[UPDATE: At the time this story was published,
The Walking Dead's most comparable rating was not available. With replays, on-demand and TV Everywhere views added to live-plus-7 returns, the series' fourth season averaged just north of 28 million weekly viewers.]
And look at
The Walking Dead. TV's gold standard, thanks to its dominance among adults 18-49 (peripheral info to ad-free HBO), currently ranks as cable's most watched television series. The recent season averaged 18.4 million viewers in live-plus-7, placing another record well within
Game of Thrones' sights.
Game of Thrones' season-to-season bump, with two episodes remaining, stands at 25 percent. Its unique and thus-far unflappable trajectory most closely parallels that of
The Walking Dead. So it seems fitting that the pair head into their respective fifth seasons so closely aligned.
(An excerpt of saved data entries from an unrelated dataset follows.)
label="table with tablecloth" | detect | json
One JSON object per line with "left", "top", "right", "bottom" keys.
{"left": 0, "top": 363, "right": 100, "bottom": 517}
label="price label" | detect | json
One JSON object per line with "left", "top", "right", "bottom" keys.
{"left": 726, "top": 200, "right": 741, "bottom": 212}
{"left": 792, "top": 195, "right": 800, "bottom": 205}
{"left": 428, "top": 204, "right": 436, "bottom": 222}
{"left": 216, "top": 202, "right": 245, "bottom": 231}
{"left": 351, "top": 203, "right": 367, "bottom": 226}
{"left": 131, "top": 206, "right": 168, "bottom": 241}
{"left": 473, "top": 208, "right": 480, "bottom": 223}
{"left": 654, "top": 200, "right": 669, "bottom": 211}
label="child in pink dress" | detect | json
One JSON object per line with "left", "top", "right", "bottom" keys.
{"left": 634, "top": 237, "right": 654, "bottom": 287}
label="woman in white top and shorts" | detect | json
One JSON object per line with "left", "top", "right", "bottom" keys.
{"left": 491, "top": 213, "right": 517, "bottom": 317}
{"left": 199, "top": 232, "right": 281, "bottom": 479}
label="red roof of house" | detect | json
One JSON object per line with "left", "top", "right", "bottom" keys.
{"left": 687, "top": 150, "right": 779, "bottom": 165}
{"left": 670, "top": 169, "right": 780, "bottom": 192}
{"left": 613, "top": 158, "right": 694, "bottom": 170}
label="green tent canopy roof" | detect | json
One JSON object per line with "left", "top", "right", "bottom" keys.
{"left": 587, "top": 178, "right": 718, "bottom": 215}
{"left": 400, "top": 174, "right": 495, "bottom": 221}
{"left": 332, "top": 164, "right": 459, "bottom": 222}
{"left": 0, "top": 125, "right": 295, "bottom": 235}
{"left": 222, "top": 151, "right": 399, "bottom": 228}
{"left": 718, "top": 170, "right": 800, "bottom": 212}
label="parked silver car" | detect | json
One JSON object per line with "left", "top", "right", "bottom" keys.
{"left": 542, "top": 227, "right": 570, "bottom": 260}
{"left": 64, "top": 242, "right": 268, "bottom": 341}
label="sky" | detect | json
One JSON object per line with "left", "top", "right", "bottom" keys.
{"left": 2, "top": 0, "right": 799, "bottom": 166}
It's difficult -- and, in fact, quite problematic -- to compare HBO to any network other than itself. The HBO Go app, aggressive replays over multiple sisters (HBO2, HBO Latino) and the limiting nature of pay cable create a very different standard for measurement. (Parent company Time Warner most recently put the domestic subscriber count at 43 million, a hair shy of Netflix.)
But this latest growth for
Game of Thrones pushes it into an intimate pantheon of mega-hits that begs comparisons.